A Word About Digging

A few years ago, I had the opportunity to do a missionary construction trip in Belize, Central America with some of the guys in my church. 

In addition to our construction project, I had been asked to speak at a local church on one Sunday evening. As I approached the church building, I noticed it had no glass windows; only open holes where windows would normally be. Inside, the pews were nothing more than wooden benches. Roughly-poured concrete floors, and a corrugated metal roof. And immediately outside and across the street from the church was a shallow trench about twenty-feet wide that flowed with raw sewage. The smell of that trench permeated the entire neighborhood, and of course, inside the church as the people gathered.

I enjoyed their worship. It was joyous and genuine. I was looking forward to ministering to this precious group of people who, although they had little in the way of earthly possessions, demonstrated a profound devotion to Jesus. I admired their pastor, who sat on the platform behind me as I began to speak.

I spoke from a passage in Luke 19, and as I began, I asked the people to imagine that Jesus came to church that evening, in bodily form. They could actually see Jesus walk through the door and down the aisle and up onto the platform.

“And, suppose Jesus took your pastor by the hand and led him out into the back yard of the church, and handed him a shovel and said, ‘Start digging, here.'” I turned to the pastor sitting behind me, and said, “Pastor, what would you do?” I will never forget his response. With certainty in his voice, he said, “I would deeg, mahn.” Everyone in the congregation laughed.

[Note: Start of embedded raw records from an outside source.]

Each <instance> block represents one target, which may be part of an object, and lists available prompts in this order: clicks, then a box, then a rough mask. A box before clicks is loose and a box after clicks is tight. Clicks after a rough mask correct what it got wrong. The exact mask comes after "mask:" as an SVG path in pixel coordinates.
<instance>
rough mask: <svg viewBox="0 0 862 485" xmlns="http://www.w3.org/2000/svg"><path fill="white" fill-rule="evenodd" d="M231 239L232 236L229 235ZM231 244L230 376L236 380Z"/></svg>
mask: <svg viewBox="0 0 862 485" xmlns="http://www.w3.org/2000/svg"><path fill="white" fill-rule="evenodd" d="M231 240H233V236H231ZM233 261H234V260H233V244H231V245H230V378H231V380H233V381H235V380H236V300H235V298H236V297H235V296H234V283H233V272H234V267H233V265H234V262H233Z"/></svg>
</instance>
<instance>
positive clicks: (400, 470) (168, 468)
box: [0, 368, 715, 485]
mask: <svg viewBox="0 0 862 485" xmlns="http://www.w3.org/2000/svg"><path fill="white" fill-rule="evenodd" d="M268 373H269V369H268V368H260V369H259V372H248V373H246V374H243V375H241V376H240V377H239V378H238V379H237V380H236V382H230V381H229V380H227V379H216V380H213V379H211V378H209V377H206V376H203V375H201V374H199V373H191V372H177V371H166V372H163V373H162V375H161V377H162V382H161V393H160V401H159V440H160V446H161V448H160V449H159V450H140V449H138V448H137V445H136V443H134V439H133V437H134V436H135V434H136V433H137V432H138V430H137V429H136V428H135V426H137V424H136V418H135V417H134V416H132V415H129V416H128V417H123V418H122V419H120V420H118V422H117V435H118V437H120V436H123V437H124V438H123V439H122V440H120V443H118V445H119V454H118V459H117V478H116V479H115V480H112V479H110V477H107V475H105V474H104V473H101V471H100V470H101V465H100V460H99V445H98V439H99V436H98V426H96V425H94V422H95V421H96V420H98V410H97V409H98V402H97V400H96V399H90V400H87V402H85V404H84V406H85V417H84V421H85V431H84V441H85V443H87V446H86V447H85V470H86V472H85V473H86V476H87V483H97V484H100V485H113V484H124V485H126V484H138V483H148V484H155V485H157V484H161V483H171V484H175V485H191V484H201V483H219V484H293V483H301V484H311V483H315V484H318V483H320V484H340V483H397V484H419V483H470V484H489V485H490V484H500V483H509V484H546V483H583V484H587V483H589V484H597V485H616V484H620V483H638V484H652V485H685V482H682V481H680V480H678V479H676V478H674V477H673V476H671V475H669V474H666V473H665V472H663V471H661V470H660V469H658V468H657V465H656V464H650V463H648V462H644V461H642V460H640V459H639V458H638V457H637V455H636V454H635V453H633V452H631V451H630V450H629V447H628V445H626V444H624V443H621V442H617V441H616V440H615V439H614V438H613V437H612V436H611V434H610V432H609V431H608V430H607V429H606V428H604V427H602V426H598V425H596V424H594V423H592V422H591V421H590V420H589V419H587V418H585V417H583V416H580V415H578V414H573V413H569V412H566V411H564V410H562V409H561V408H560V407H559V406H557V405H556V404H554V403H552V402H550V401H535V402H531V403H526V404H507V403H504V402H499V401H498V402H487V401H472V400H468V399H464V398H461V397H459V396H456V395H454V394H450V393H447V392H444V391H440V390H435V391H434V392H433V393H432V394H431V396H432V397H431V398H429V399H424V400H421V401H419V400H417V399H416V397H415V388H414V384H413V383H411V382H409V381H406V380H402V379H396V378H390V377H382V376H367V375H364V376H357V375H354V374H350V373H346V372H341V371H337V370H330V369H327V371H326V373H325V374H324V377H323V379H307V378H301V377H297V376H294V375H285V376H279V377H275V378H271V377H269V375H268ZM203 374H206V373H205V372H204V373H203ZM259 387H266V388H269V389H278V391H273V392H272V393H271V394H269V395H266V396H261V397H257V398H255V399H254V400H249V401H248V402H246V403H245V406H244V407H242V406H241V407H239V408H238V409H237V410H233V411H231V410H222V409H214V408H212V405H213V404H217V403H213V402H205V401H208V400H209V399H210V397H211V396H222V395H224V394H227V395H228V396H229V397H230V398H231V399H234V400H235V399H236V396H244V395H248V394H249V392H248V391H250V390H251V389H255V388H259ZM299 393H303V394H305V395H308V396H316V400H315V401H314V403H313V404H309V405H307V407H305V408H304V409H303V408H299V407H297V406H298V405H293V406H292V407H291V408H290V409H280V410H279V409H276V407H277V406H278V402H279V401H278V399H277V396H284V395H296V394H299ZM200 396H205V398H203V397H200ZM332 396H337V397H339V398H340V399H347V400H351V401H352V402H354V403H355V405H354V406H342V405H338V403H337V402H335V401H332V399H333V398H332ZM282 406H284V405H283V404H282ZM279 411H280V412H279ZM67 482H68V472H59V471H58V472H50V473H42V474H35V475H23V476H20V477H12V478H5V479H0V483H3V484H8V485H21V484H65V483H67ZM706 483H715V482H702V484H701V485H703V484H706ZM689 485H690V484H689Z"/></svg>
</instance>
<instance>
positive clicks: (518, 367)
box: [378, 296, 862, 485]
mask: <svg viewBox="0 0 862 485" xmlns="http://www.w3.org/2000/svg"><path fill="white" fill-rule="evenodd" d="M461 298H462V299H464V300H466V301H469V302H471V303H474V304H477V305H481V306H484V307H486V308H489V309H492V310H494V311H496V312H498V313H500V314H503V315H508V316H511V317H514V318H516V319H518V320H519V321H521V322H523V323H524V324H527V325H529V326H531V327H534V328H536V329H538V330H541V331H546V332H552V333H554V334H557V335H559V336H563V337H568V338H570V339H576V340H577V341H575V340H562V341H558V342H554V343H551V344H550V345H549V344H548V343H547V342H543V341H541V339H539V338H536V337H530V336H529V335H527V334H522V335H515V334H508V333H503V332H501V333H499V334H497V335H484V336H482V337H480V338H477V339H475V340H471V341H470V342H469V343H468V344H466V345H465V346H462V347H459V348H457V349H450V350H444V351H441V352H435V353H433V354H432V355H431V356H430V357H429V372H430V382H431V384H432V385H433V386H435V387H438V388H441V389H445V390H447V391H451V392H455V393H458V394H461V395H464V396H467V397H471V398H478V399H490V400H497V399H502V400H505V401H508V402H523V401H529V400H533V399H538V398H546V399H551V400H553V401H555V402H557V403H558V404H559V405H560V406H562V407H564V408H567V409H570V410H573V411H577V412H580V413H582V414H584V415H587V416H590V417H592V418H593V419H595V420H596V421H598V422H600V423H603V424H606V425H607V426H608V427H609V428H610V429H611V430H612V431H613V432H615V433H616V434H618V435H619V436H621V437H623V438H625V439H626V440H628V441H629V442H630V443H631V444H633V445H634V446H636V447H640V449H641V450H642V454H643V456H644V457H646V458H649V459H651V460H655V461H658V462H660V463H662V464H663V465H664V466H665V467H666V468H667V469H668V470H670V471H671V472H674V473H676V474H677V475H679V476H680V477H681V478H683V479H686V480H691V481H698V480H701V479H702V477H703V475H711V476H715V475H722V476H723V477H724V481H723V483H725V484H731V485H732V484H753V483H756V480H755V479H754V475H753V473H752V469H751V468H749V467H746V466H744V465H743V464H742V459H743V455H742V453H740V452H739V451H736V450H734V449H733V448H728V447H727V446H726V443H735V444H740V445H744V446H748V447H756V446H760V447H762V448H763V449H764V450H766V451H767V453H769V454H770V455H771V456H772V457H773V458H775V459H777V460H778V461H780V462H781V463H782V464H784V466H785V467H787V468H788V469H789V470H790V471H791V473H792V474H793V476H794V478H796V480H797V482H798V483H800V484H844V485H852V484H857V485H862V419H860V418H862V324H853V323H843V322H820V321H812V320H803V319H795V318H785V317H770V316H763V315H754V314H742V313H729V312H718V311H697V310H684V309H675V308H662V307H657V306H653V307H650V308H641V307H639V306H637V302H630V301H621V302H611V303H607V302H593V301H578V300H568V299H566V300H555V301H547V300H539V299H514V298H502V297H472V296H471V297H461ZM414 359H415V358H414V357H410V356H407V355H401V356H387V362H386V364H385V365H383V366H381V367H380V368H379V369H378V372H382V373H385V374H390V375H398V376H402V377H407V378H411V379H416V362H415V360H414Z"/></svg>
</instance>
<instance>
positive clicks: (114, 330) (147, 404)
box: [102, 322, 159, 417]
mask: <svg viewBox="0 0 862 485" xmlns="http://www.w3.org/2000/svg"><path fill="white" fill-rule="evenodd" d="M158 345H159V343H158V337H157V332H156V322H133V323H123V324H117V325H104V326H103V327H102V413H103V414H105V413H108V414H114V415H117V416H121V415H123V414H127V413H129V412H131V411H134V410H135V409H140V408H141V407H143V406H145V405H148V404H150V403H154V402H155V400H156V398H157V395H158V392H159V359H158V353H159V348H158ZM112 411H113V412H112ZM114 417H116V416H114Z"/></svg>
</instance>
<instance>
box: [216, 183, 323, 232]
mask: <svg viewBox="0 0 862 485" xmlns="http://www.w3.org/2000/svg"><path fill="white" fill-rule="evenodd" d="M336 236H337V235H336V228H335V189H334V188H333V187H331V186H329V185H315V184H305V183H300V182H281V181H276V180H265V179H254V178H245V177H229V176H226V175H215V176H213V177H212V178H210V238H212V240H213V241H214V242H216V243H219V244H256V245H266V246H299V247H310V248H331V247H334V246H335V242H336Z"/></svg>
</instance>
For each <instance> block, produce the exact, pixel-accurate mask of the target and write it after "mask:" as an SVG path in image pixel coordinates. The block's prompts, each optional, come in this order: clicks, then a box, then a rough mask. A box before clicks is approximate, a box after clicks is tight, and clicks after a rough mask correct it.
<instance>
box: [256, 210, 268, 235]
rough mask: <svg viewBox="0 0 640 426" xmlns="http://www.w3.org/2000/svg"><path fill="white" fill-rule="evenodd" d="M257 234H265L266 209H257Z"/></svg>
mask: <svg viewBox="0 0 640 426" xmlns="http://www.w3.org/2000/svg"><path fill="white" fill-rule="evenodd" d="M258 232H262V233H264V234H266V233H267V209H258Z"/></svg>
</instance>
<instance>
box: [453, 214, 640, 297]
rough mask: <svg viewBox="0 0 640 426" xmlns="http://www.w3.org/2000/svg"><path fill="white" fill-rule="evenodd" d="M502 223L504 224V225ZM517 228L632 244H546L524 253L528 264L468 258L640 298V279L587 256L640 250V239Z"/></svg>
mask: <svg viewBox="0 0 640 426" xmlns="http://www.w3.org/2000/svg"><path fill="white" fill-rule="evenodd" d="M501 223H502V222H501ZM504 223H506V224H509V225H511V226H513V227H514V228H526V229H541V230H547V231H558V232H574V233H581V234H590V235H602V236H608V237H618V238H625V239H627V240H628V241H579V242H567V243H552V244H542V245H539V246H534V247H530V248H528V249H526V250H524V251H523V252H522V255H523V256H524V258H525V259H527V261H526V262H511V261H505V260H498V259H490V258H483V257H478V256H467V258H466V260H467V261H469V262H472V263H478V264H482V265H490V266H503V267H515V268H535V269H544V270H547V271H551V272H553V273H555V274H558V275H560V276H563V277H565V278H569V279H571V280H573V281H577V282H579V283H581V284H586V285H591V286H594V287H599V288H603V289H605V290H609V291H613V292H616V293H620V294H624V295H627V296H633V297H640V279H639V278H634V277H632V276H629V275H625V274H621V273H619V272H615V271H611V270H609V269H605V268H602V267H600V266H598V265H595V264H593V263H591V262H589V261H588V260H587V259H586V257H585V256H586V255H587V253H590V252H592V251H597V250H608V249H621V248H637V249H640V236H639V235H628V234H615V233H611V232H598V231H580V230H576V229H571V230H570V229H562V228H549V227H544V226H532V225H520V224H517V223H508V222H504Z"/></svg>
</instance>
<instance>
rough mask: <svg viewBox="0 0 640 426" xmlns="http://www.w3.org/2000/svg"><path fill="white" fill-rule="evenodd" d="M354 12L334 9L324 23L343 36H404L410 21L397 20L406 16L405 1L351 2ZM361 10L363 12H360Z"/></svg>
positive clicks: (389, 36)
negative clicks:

“Well, what if he left you there, digging. What if he didn’t say another word to you. What if he didn’t tell you why he wanted you to dig, or what it was that you were supposed to learn, or how deep the hole was supposed to be? What would you do?”

He smiled broadly, and nodded, “I would keep deeging, mahn. I would deeg until he came bahck and said, ‘Stop deeging.’  His congregation erupted in applause.

In that Luke 19 passage, Jesus tells a story about a man who goes away to be crowned king, but before he leaves, he hands his servants a small investment; a small responsibility and tells them to stay at it until he comes back. Sometimes the hardest part of obedience isn’t the digging, exactly. God has been known to assign us to places that smell like trouble, or denial, or heartache, or loss. I think in one way or another, every believer has a place that feels a little like that trench in Belize. It may not look or smell exactly like raw sewage, but it has its own weight and its own weariness, nonetheless.

I want to keep at the small, seemingly meaningless work he’s assigned to me. I want to ‘keep deeging, mahn’, not forever, but until he returns. That moment when he says, ‘That’s enough. You can stop deeging now,’ 

I’m convinced … every shovelful will have been worth it.